10th grade should find your child building further on the skills from 9th grade. It’s also the first year that most students take the PSAT, which schools typically organize. Significant preparation for the PSAT is not necessary unless a student is trying to qualify for a National Merit Scholarship. January to March of 10th grade is a good time to choose whether the ACT or SAT is right for your child (colleges accept either) and to start preparing for that test. For students taking Advanced Placement classes, May of 10th grade is their first encounter with a heavy testing schedule that simulates college exams; students should start preparing for AP tests weeks ahead of time. For every AP test your child takes, it makes sense to take the corresponding SAT Subject Test shortly afterwards. The summer after 10th grade is a great time for at least one “practice” college visit, or a few preliminary college visits as part of your college planning efforts. It’s also worth considering possible tours for the fall of junior year.
Many students will begin taking the ACT or SAT in fall of junior year; the goal should be to finish SAT and ACT testing by the end of 11th grade. Most of our students test officially two to three times. 11th grade is also the second PSAT year. Again, significant preparation for the PSAT is not necessary unless there’s a goal to qualify for a National Merit Scholarship. Midway through 11th grade is a good time to formulate a preliminary college list and to schedule visits over school breaks if not already underway. Your child will want to put particular effort into studying for AP and SAT Subject tests in the spring, as they will be the last heavy round of tests before college applications start. June after 11th grade is the time to start the main Common Application essay, which typically undergoes several drafts (essay prompts are released in February or March for the following year). Summer is also the time to finish up college visits and finalize your child’s school list, which should include a few for-sure schools, several just-right schools, and a few reach schools. The Common App opens in early August, and your child can start filling in forms and writing responses to the supplemental essay prompts listed under individual schools’ pages in the application. All of this hard work over the summer allows your child to enjoy a senior year that is not entirely consumed by college applications.

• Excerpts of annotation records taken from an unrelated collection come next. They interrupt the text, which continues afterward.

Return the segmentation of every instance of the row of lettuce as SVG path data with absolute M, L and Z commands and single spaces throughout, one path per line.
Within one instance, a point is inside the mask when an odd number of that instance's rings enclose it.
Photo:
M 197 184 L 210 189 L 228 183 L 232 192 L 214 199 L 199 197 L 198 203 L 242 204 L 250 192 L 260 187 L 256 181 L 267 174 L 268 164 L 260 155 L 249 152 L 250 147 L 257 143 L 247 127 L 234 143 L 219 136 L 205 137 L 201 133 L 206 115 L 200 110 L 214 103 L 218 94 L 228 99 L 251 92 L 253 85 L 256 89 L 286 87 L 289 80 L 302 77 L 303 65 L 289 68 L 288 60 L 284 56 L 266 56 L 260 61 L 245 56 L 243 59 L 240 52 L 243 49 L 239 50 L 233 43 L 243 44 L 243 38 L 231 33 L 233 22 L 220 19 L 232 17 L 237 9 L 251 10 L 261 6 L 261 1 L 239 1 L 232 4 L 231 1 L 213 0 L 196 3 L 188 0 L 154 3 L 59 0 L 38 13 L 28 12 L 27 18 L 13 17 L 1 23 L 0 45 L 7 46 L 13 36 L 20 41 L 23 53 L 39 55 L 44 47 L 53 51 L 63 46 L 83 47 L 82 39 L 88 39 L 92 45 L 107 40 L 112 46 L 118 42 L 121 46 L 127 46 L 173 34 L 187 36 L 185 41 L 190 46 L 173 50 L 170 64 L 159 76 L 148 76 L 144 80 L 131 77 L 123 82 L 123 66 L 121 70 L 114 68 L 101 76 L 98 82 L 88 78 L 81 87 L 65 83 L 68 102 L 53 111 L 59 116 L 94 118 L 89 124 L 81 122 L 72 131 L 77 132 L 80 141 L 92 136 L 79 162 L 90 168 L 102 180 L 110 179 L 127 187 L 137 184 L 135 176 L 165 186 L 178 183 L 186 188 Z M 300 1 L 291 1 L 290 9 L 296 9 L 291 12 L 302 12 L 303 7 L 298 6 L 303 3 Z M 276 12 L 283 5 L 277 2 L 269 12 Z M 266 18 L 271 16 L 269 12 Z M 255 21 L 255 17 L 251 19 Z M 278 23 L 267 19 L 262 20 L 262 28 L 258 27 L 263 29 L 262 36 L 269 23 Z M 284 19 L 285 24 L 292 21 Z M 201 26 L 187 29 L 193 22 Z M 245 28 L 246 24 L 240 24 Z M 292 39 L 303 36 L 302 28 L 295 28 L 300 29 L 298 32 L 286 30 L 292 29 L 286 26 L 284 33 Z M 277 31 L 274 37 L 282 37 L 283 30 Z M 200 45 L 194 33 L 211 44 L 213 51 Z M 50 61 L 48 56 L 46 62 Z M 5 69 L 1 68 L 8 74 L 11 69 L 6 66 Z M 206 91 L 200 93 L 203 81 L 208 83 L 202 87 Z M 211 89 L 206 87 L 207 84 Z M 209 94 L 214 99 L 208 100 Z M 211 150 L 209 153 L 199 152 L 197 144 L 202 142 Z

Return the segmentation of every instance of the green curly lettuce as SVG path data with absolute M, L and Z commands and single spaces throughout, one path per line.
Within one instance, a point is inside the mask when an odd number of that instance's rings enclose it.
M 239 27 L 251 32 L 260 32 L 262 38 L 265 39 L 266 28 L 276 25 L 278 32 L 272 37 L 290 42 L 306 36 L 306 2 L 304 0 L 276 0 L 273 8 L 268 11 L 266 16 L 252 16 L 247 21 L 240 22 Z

Early September is the point to make any last decisions about Early Action or Early Decision schools, as some colleges’ deadline is as early as October 15. After that, with deadlines for each of your child’s schools written down, you and your child should sit down with a calendar and work out a schedule for doing the rest of his or her application work. If your child is interested in applying to arts or conservatory programs — for instance, in theater or visual art — he or she also must look up those application requirements early in September, as those programs sometimes have earlier deadlines than the rest of the college. Early September also is the time to recruit teachers to write recommendations; many teachers get multiple requests, and it’s best to give them as much time as possible to compose their letters. Later in September, as applications progress, can be a time to interview with representatives from each college that offers them. Application deadlines will stretch from October to February; after that, the waiting is the hardest part. In April, your child will have some difficult but happy decisions to make as a result of your college planning efforts.